Photo: The ‘Lennon Wall’ with a face mask attached in Prague
Austria, Denmark and the Czech Republic announced plans to start cautiously easing the lockdowns that have crippled their economies next week as the Covid-19 curves begin to flatten in several of the smaller European countries that took early and aggressive steps to slow the spread of the virus last month.
But with Germany, the United Kingdom, France, Italy and Spain still battling the coronavirus that has claimed 45,958 lives in five of Europe’s largest countries, the plans to allow small shops in Austria and schools in Denmark to open after the Easter weekend as a prelude to more widespread openings are being closely scrutinised – and viewed as either bold or a reckless gamble.
Despite clamouring in some other European countries to relax the tight restrictions on movements and mandatory closings of non-essential shops, restaurants, cafes, theatres, gyms, hotels and bans on groups of more than a handful of people, Germany and the larger countries have resisted the economic and social pressures to start lifting some of the constraints and stay-home rules that have idled businesses and caused tremendous disruption across the continent.
“In Austria we reacted more quickly and more restrictively than in other countries so that’s why we now have the chance to come out of this crisis faster,” Austria’s Chancellor Sebastian Kurz told journalists in Vienna, speaking after removing a surgical face mask he wore into the meeting and then standing behind a protective glass barrier. “But if necessary we can pull the emergency brake on all this at any time.”
As the number of coronavirus infections soared in neighbouring Italy in late February, Austria was faster than most other European countries to clamp down hard. In what seemed like a draconian measure at the time, Kurz issued a lockdown order on March 11 even though only 200 people had tested positive by then and none had died. Austria also quickly closed its border to Italy – allowing in only non-stop transit traffic to Germany or returning Austrian citizens.
Austria was also the first European country to issue orders requiring everyone to wear face masks in supermarkets last week, an unusual directive in Europe where face masks are not as prevalent as in Asia that will be widely expanded in the Alpine Republic after Easter.
Even though unemployment in Austria surged 4.8 percentage points to over 12 per cent to post World War II highs in March, the numbers of Covid-19 infections and deaths in Austria with its 8.6 million inhabitants remained under control and the country’s hospitals faced none of the heart-wrenching overcrowding as in neighbouring Italy. So far 12,297 Austrians have been infected and 220 have died.
“It’s an ambitious plan that will lead to a new normalcy,” said Kurz in announcing that all shops of up to 4,300 sq ft will be allowed to open from April 14. Malls and larger shops would be allowed to reopen at the start of May and then restaurants and hotels from mid-May, he said in announcing the measures on Monday.
In Denmark, which also moved quickly and forcefully to shut down its economy and public activity on March 11, Prime Minister Mette Frederiksen announced that the country would also start tentatively reopening for business after Easter. Denmark was also aggressive in quickly shutting its borders to foreigners in marked contrast to its southern neighbour Germany, which long kept its European Union borders open long afterwards.

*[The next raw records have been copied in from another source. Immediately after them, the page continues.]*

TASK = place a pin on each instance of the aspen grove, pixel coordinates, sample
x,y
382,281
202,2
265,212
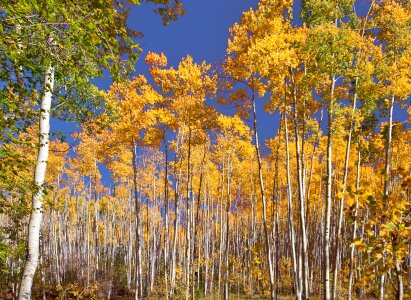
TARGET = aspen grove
x,y
165,195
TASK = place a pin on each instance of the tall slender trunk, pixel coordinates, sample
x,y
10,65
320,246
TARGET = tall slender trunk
x,y
188,218
301,193
341,211
166,208
354,232
39,176
138,280
290,214
387,175
327,224
264,202
227,237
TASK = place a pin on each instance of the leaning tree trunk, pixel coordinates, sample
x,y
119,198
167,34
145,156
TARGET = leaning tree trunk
x,y
386,176
39,176
327,225
341,211
264,202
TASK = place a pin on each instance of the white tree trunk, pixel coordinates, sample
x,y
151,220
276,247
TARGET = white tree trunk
x,y
39,176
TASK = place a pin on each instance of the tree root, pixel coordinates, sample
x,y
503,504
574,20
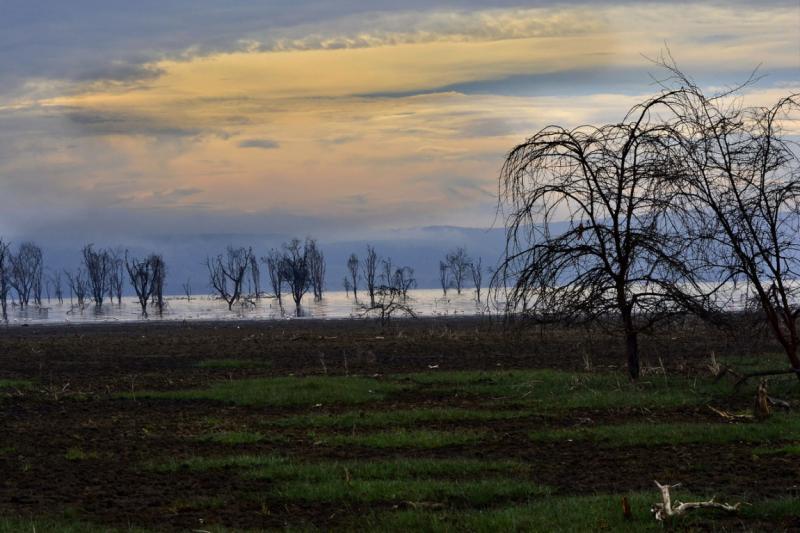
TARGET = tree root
x,y
666,510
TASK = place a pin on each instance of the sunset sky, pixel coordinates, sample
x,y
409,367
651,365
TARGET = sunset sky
x,y
343,119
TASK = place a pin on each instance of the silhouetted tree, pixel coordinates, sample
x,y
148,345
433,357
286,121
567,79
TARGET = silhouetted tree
x,y
316,263
444,276
5,278
458,262
116,279
273,262
740,181
227,272
26,273
58,290
78,285
617,256
352,268
255,276
370,268
99,265
142,275
295,270
476,269
187,289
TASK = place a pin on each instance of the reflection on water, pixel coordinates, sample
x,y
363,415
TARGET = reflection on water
x,y
424,302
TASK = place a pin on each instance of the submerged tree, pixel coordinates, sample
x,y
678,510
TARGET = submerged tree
x,y
369,267
316,264
273,262
227,272
476,269
99,266
352,268
78,285
295,270
616,256
444,276
5,281
142,275
26,273
458,263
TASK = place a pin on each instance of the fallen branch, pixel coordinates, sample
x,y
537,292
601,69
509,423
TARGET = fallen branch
x,y
665,510
745,377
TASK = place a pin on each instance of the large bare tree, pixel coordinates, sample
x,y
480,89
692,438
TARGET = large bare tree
x,y
227,272
741,184
590,233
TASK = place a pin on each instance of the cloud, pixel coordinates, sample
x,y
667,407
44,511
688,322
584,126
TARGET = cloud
x,y
266,144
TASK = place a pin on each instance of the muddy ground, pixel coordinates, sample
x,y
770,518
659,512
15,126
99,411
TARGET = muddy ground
x,y
78,373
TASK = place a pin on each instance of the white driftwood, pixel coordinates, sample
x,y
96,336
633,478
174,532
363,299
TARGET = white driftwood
x,y
666,510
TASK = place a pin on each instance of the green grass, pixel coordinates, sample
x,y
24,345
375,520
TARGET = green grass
x,y
403,438
397,418
472,492
558,391
286,391
15,384
77,454
567,514
468,480
791,449
775,429
58,525
232,437
233,363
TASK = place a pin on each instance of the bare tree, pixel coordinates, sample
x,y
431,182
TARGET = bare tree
x,y
142,278
5,278
387,274
392,298
57,286
316,263
444,276
616,256
26,273
273,262
352,268
370,267
255,276
99,266
78,285
404,280
741,183
295,270
187,289
227,272
476,269
159,269
116,279
458,262
347,286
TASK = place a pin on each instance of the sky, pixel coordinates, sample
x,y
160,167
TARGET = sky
x,y
150,121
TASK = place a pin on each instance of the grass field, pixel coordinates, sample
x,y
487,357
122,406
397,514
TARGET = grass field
x,y
531,449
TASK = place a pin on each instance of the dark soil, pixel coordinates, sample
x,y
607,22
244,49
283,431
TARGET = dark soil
x,y
78,372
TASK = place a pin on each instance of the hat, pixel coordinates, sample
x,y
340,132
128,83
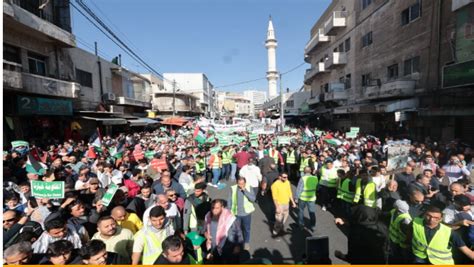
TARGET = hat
x,y
401,206
195,238
201,185
93,180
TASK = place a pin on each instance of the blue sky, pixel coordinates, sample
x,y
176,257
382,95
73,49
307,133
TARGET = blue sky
x,y
222,38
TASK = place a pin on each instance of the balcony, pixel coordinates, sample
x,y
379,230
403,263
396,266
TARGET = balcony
x,y
315,41
336,92
398,88
311,73
335,59
42,27
23,82
128,101
336,21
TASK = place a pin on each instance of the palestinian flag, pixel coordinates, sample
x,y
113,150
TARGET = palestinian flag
x,y
199,135
33,166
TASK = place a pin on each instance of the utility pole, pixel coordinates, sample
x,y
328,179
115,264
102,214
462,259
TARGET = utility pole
x,y
174,98
282,109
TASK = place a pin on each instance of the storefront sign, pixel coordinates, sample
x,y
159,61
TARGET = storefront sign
x,y
43,106
42,189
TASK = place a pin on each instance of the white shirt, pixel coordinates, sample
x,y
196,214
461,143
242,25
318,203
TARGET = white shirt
x,y
252,174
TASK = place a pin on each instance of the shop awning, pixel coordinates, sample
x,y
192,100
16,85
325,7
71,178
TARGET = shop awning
x,y
106,121
177,121
141,122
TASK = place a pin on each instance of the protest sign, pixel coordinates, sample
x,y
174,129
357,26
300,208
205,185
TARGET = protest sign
x,y
42,189
109,195
397,154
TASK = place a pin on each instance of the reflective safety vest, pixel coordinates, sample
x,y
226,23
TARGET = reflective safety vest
x,y
304,162
226,157
397,236
199,259
438,250
200,166
290,158
310,183
329,177
152,244
344,193
274,154
369,194
248,206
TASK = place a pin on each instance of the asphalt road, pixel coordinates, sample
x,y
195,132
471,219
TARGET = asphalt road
x,y
290,248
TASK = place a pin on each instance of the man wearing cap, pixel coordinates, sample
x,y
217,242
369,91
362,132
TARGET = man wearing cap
x,y
306,194
241,205
196,206
252,174
328,182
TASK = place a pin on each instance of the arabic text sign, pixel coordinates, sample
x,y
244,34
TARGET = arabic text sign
x,y
42,189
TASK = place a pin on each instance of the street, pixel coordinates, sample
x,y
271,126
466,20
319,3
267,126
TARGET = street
x,y
288,249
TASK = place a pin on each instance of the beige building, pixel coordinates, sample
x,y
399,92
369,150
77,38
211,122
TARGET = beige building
x,y
378,65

Denmark’s first step would be to reopen kindergartens and primary schools on April 15. That would be followed by government officials starting talks with business leaders on gradually allowing employees to return to their jobs. It will keep its borders closed, travel restrictions will remain in place and gatherings larger than 10 people are still banned.
“This will probably be a bit like walking the tightrope,” Frederiksen said, referring to the effort to balance the need to keep the 5.6 million Danes safe while trying to stave off a deep recession. “If we stand still along the way, we could fall and if we go too fast it can go wrong. So we have to take one cautious step at a time.”
Echoing Kurz’s comments, Frederiksen said that Denmark’s early action to shut the country down made it possible to start reopening sooner. Denmark has 4,875 confirmed Covid-19 cases and 187 deaths. She also warned the restrictions would immediately be reinstituted if the coronavirus numbers start to pick up again.
“We’ve managed to avoid the misfortune that has befallen a number of other countries,” she said.
In Prague, Czech government officials said they were considering relaxing some of the strict lockdown imposed in conjunction with a state of emergency declared on March 12 when it banned travellers from many other EU countries. Health Minister Adam Vojtech said that a levelling off of the numbers of new cases was encouraging and if that continued more shops would be allowed to open Thursday as well as open-air sports activities – such as tennis.
He warned the relaxation in restrictions would come in small steps over a period of weeks.
“We are clearly saying now that we are able to manage the pandemic relatively well here – the pandemic is not managing us,” he said. There are 4,882 confirmed Covid-19 cases and 78 deaths in the Czech Republic, a country with a population of 10 million.